Le voile ou le silence posé sur le massacre, le 1er décembre 1944, de Tirailleurs sénégalais par des militaires français à Thiaroye [une banlieue dakaroise] en dit long sur la ‘’contradiction’’ entre la »France des droits de l’homme » et celle qui ‘’exerce un pouvoir violent’’ dénoncée par les premiers intellectuels africains notamment Aimé Césaire, Léopold Sédar Senghor et Frantz Fanon, estime l’historien sénégalais Mamadou Diouf.
Le 1er décembre 1944, des »tirailleurs sénégalais » démobilisés et renvoyés en Afrique après la seconde Guerre mondiale, sont tués par l’Armée coloniale française, alors qu’ils réclamaient le paiement de leurs indemnités et le versement du pécule qui leur était promis depuis des mois par les autorités politiques et militaires de la France.
»C’est la contradiction entre ce qu’ils appellent la France des droits de l’homme, la France idéale, philosophiquement et intellectuellement, et la France historique, qui est la France qui a un empire colonial. Une France qui exerce, en fait, un pouvoir qui est un pouvoir violent’’, a notamment dit l’universitaire lors d’un entretien accordé à l’APS en prélude des commémorations du 80e anniversaire du massacre de Thiaroye.
Si on ne comprend pas que le massacre de Thiaroye est perpétré au même moment où la France fête la libération après l’occupation, la débâcle de 1940, on ne comprendra pas pourquoi la France a tout fait pour qu’on n’en parle pas, a martelé Mamadou Diouf.
Il s’agit, selon l’enseignant chercheur à l’université de Columbia aux Etats Unis, de l’environnement dans lequel il [le massacre de Thiaroye] s’est déroulé.
‘’Et cet environnement, c’est effectivement l’environnement de l’euphorie de la libération, en fait, et de l’arrivée au pouvoir de ce que De Gaulle va appeler les compagnons de la libération, ceux qui se sont battus pour que la France soit libérée’’, a expliqué l’historien ajoutant que c’est pourquoi ‘’ce massacre colonial, comme la plupart des massacres coloniaux, sera en général tu’’ par l’Hexagone.
Le Pr Diouf a toutefois relevé que l’année du massacre est présente dans l’esprit des leaders africains.
Il cite le poème contemporain de Léopold Sédar Senghor écrit en décembre 1944 où il se lamente du massacre de ces anciens soldats prisonniers [la plupart d’entre eux, sinon la quasi-totalité, étaient en prison pendant 4 ans après la débâcle. Et quand ils ont été libérés, ils ont été rapatriés et cantonnés à Thiaroye].
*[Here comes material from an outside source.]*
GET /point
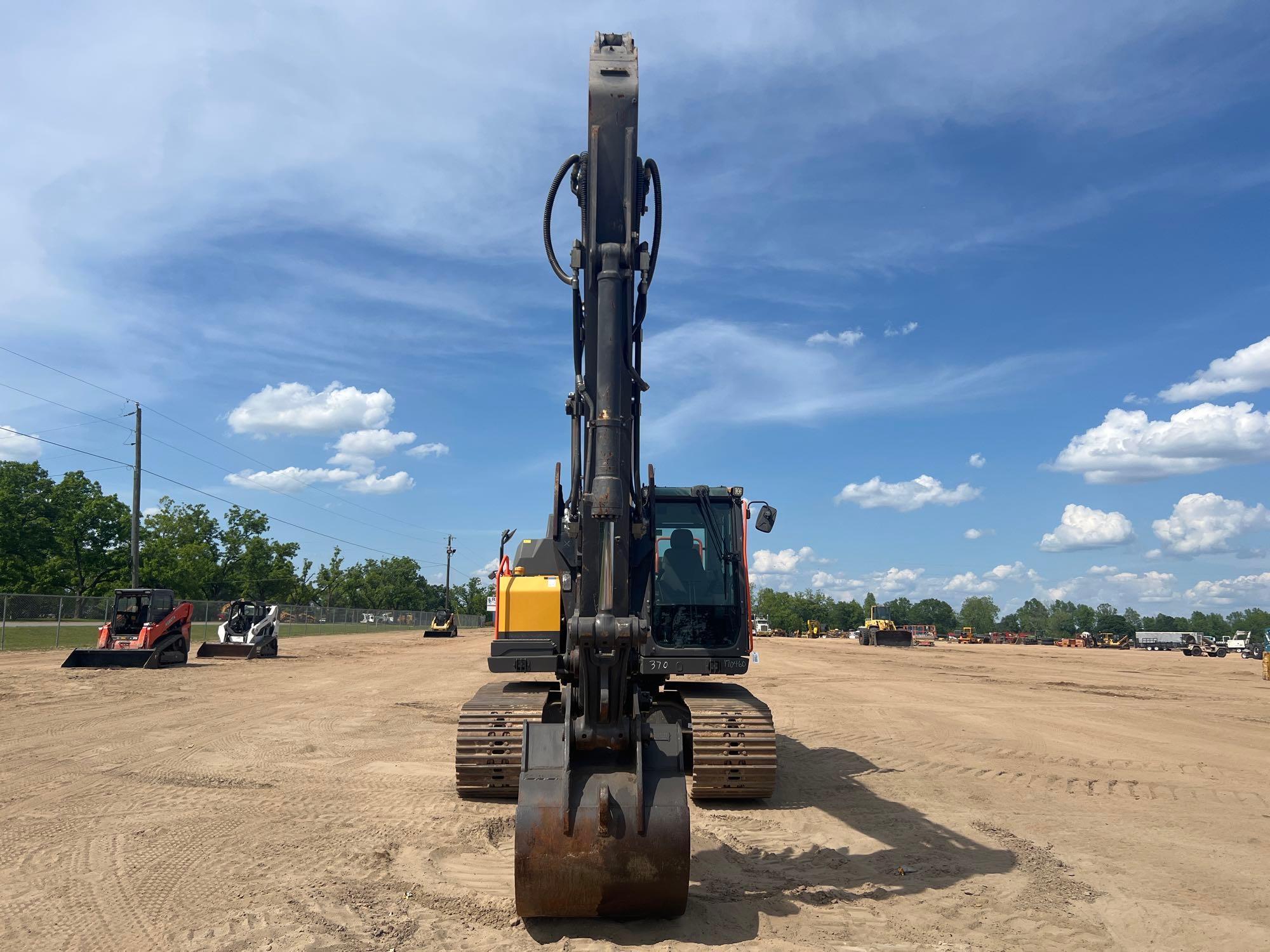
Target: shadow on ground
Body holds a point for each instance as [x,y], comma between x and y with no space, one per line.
[733,883]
‘’Donc la première réaction de Senghor, c’est de manifester effectivement sa désapprobation et sa condamnation. Et en 1946, Senghor (alors député à l’Assemblée nationale française) va aussi demander une amnistie’’, s’est-il remémoré.
La deuxième grande réaction qui précède celle de Senghor, souligne Mamadou Diouf, est celle de Lamine Guèye, député maire de Dakar qui demanda, en 1944, la mise en place d’une commission parlementaire pour enquêter sur ce qu’il appelle ‘’l’abominable atrocité et la tuerie de Thiaroye’’.
L’universitaire souligne aussi la contribution du dramaturge et homme politique guinéen, Keita Fodéba, auteur de ‘’Aube africaine’’, écrit en 1948. Cette pièce sera représentée dimanche prochain au Grand Théâtre national de Dakar dans le cadre du 80e anniversaire du massacre de Thiaroye.
Le président du comité pour la commémoration du 80e anniversaire du massacre des tirailleurs sénégalais à Thiaroye a relevé tout de même ‘’le silence complice » d’hommes politiques sénégalais une fois au pouvoir.
‘’Et c’est vrai, quand Senghor devient président, il n’en parle pas. Quand il est remplacé par Abdou Diouf, il préside la première du film de Sembene +Camp de Thiaroye+ [le film de Sembene Ousmane et de Thierno Faty Sow sorti en 1988], mais il n’en parle pas. Le film va être interdit par la France pendant 10 ans’’, a fait savoir l’historien.
Il souligne qu’Abdoulaye Wade, en revanche, s’est intéressé aux tirailleurs en initiant une journée qui leur est dédiée. « Mais pour la date, d’après la rumeur, les Français ont exigé qu’ils ne prennent pas le 1er décembre’’, informe le professeur Diouf, ajoutant que c’est à cause de tout cela que « le massacre de Thiaroye s’est dissipé ».
Pour Mamadou Diouf, »cette histoire doit être dévoilée au sens plein du terme. Il va falloir lever le voile, ce voile qui a été posé effectivement par la France »’.